現在傳入的事件類型 event.getType()即爲: RMAppEventType.START。RMAppImpl通過StateMachineFactory,初始化狀態機跳變的函數,我們截取部分來看一下,初始化的RMApp的初始化狀態是RMAppState.NEW狀態,接下來是添加的從NEW狀態轉移到其他狀態對應的跳變操作函數。當然StateMachineFactory不僅僅是從NEW狀態跳變相關的部分,還保存了其他狀態進行轉移的跳變表。

private static final StateMachineFactory<RMAppImpl,
                                           RMAppState,
                                           RMAppEventType,
                                           RMAppEvent> stateMachineFactory
                               = new StateMachineFactory<RMAppImpl,
                                           RMAppState,
                                           RMAppEventType,
                                           RMAppEvent>(RMAppState.NEW)


     // Transitions from NEW state
    .addTransition(RMAppState.NEW, RMAppState.NEW,
        RMAppEventType.NODE_UPDATE, new RMAppNodeUpdateTransition())
    .addTransition(RMAppState.NEW, RMAppState.NEW_SAVING,
        RMAppEventType.START, new RMAppNewlySavingTransition())
    .addTransition(RMAppState.NEW, EnumSet.of(RMAppState.SUBMITTED,
            RMAppState.ACCEPTED, RMAppState.FINISHED, RMAppState.FAILED,
            RMAppState.KILLED, RMAppState.FINAL_SAVING),
        RMAppEventType.RECOVER, new RMAppRecoveredTransition())
    .addTransition(RMAppState.NEW, RMAppState.KILLED, RMAppEventType.KILL,
        new AppKilledTransition())
    .addTransition(RMAppState.NEW, RMAppState.FINAL_SAVING,
        RMAppEventType.APP_REJECTED,
        new FinalSavingTransition(new AppRejectedTransition(),
          RMAppState.FAILED))

從上述狀態機跳變表中找到對應的狀態轉移過程,我們可以看到從初始化的RMAppState.NEW狀態開始,對應 RMAppEventType.START事件類型的跳變只有一條爲:

addTransition(RMAppState.NEW, RMAppState.NEW_SAVING,
        RMAppEventType.START, new RMAppNewlySavingTransition())
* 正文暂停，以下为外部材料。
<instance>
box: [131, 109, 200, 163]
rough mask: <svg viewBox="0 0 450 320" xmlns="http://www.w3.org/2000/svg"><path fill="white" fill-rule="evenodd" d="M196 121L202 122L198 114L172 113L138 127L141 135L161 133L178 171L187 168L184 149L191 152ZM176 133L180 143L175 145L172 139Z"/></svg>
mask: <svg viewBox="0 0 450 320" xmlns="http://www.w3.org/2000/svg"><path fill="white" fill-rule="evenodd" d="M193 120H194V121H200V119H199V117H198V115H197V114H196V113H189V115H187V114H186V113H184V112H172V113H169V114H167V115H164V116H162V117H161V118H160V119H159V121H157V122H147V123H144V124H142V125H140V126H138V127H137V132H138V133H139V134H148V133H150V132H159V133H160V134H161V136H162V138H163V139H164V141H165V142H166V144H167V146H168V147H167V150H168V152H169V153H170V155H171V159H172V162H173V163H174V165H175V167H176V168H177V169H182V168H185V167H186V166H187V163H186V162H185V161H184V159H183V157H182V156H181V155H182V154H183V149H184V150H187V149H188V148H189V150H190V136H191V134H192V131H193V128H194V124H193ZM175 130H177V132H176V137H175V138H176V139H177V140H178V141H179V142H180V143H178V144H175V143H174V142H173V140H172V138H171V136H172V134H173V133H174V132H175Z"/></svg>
狀態機跳變對應的跳變類爲RMAppNewlySavingTransition,跳變操作爲函數:RMAppNewlySavingTransition.transition()

//是一個SingleArcTransition,即跳變只能從一個狀態跳變到另一個狀態,是一對一的
private static class RMAppTransition implements
      SingleArcTransition<RMAppImpl, RMAppEvent> {
    public void transition(RMAppImpl app, RMAppEvent event) {
    };
  }
//繼承了上述的單弧跳變類RMAppTransition.transition()   
private static final class RMAppNewlySavingTransition extends RMAppTransition {
    @Override
    public void transition(RMAppImpl app, RMAppEvent event) {
      //作業生命週期時間
      long applicationLifetime =
          app.getApplicationLifetime(ApplicationTimeoutType.LIFETIME);
      applicationLifetime = app.scheduler
          .checkAndGetApplicationLifetime(app.queue, applicationLifetime);
      if (applicationLifetime > 0) {
        // calculate next timeout value
        Long newTimeout =
            Long.valueOf(app.submitTime + (applicationLifetime * 1000));
        app.rmContext.getRMAppLifetimeMonitor().registerApp(app.applicationId,
            ApplicationTimeoutType.LIFETIME, newTimeout);

        // 更新作業過期時間
        app.applicationTimeouts.put(ApplicationTimeoutType.LIFETIME,
            newTimeout);

        LOG.info("Application " + app.applicationId
            + " is registered for timeout monitor, type="
            + ApplicationTimeoutType.LIFETIME + " value=" + applicationLifetime
            + " seconds");
      }

      // If recovery is enabled then store the application information in a
      // non-blocking call so make sure that RM has stored the information
      // needed to restart the AM after RM restart without further client
      // communication
      LOG.info("Storing application with id " + app.applicationId);
      app.rmContext.getStateStore().storeNewApplication(app);
    }
  }

在YARN中,狀態機之間大多數都是相輔相成,互相推動的, 的、RMApp的狀態機從NEW到NEW_SAVING改變過程推動RMStateStore的狀態機變化,而RMStateStore的狀態機變化,又反過來推動RMApp的狀態機推進。
RMAppNewlySavingTransition.transition()->RMStateStore.storeNewApplictaion():

ResourceManager服務使用這個類對應的storeNewApplication()來保存application的狀態。這個過程同樣使用AsyncDispatcher來實現,是非阻塞的,一旦完成,發送響應的事件類型給RMApp,觸發其狀態機變化。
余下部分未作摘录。